「君はデモに参加してないけど、もう覚悟ができているみたいだね」

「覚悟? どうだろう。あまり実感がわかないのかも」

行ったっきりのロケットは今どこで何をしているのだろう、と私も時々考える。

テレビの画面が最近亡くなったあの俳優の写真に移り変わった。

もうすぐ終わってしまう世界のために流すエンタメへのモチベーションを失い、

テレビは隕石と一人の死を繰り返し報道している。

そんな姿にもう恥じらいもなさそうだ。

「なんでだろうね。
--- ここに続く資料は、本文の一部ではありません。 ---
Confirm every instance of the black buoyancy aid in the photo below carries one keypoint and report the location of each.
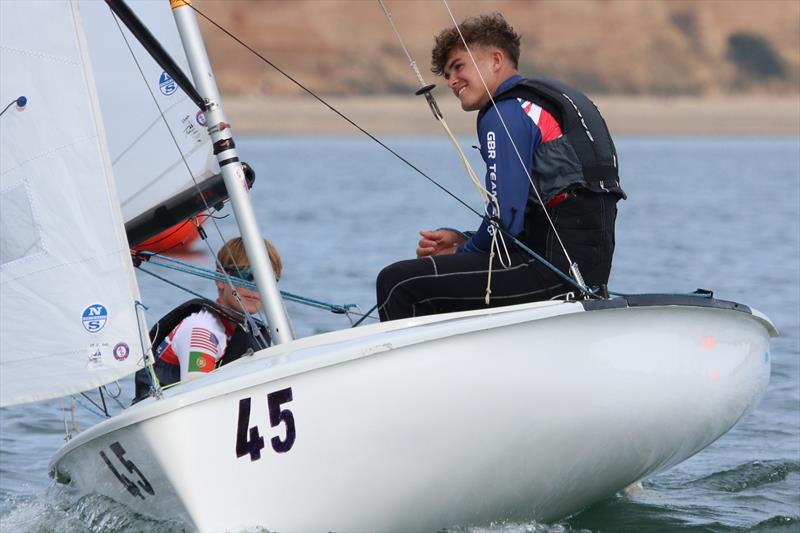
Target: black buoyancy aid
(586, 145)
(241, 341)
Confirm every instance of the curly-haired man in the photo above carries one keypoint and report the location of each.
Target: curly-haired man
(550, 164)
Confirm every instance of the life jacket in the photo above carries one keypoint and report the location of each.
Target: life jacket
(241, 341)
(584, 156)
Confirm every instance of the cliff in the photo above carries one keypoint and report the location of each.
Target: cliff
(637, 47)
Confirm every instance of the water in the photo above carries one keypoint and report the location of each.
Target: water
(717, 213)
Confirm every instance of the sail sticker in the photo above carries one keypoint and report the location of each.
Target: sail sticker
(121, 351)
(95, 353)
(167, 84)
(249, 440)
(94, 318)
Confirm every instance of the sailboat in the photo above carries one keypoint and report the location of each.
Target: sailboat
(410, 425)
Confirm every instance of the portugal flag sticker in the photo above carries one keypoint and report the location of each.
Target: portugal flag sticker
(200, 362)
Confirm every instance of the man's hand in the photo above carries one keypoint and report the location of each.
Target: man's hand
(438, 242)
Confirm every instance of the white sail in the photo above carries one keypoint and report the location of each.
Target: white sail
(68, 319)
(145, 148)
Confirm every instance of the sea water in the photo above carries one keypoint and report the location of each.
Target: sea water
(714, 213)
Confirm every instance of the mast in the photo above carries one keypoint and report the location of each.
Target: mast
(232, 172)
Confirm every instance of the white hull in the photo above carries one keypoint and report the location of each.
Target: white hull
(519, 413)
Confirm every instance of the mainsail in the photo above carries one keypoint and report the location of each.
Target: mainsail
(68, 314)
(154, 158)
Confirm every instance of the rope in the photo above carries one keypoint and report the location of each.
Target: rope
(187, 268)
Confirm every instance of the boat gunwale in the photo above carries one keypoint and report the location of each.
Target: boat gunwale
(358, 343)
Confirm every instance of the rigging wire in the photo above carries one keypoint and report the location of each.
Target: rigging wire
(573, 266)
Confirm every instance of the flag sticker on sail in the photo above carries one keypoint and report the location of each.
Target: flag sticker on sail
(121, 351)
(200, 362)
(94, 317)
(167, 84)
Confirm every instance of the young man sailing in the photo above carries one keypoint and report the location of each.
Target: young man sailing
(550, 166)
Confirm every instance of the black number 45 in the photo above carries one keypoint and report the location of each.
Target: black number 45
(250, 441)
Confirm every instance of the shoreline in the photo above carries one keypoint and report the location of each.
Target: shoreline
(761, 115)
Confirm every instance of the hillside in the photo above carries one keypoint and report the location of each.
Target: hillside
(641, 47)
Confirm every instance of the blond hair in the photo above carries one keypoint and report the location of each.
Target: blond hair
(232, 255)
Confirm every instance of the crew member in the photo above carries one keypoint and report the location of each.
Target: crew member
(199, 335)
(532, 132)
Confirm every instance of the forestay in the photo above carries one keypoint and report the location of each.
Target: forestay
(145, 148)
(68, 319)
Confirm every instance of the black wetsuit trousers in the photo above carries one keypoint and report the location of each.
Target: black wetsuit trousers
(446, 283)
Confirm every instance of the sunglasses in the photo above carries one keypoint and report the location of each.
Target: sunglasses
(245, 273)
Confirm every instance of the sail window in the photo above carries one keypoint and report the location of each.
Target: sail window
(19, 236)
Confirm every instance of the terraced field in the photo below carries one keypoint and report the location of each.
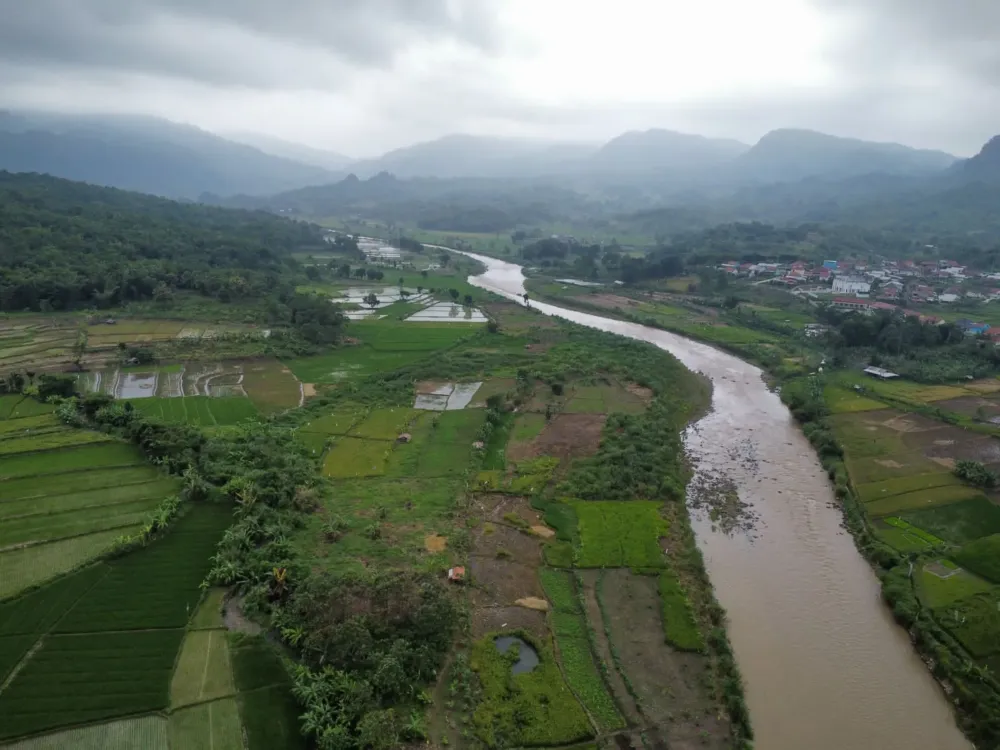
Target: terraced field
(65, 494)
もう少しすればどうせ死ねたのに」

「死にたかったんだよ」

死ぬことを自覚できていれば、そんなことを思っただろうか。

「君はどうせ死ぬのに、なんで生きてるの?」

「それは隕石が落ちるってわかった上での質問?」

「まあ、あまり関係ないね」

君はどうせ死ぬ。

もし神様がいるのなら、聞いてみたい。

死を自覚できないのは、生きるためか、死ぬためか。

どちらも希望だということを、それが時々人間を苦しめるということを知っているのか。

寿命をわかったつもりでも、心のどこかに死ねないという生の余白があったからあの人は、

死という希望を抱いてしまったのではないだろうか。

「なんで生きてるの?」

こんなことを聞く宇宙人はあらわれたのに、神様は一向に私の前に姿をあらわさない。

自らが創り上げた人間の疑問に答えられないから、隠れているのだろうか。

神様にも人間の欲深さはあまりにリアルだったということか。そんなばかな。

「どうして生きているのかは考えたことないな。あえてね。どこにも辿り着けなそうだから。でも今は、見てみたいかも、隕石」

   

それで、隕石は落ちたの?

うん。すごい美しかった。涙が出るくらい。

そっか。でも、君は死んじゃったの?

たぶん。死んだことがないからわからない。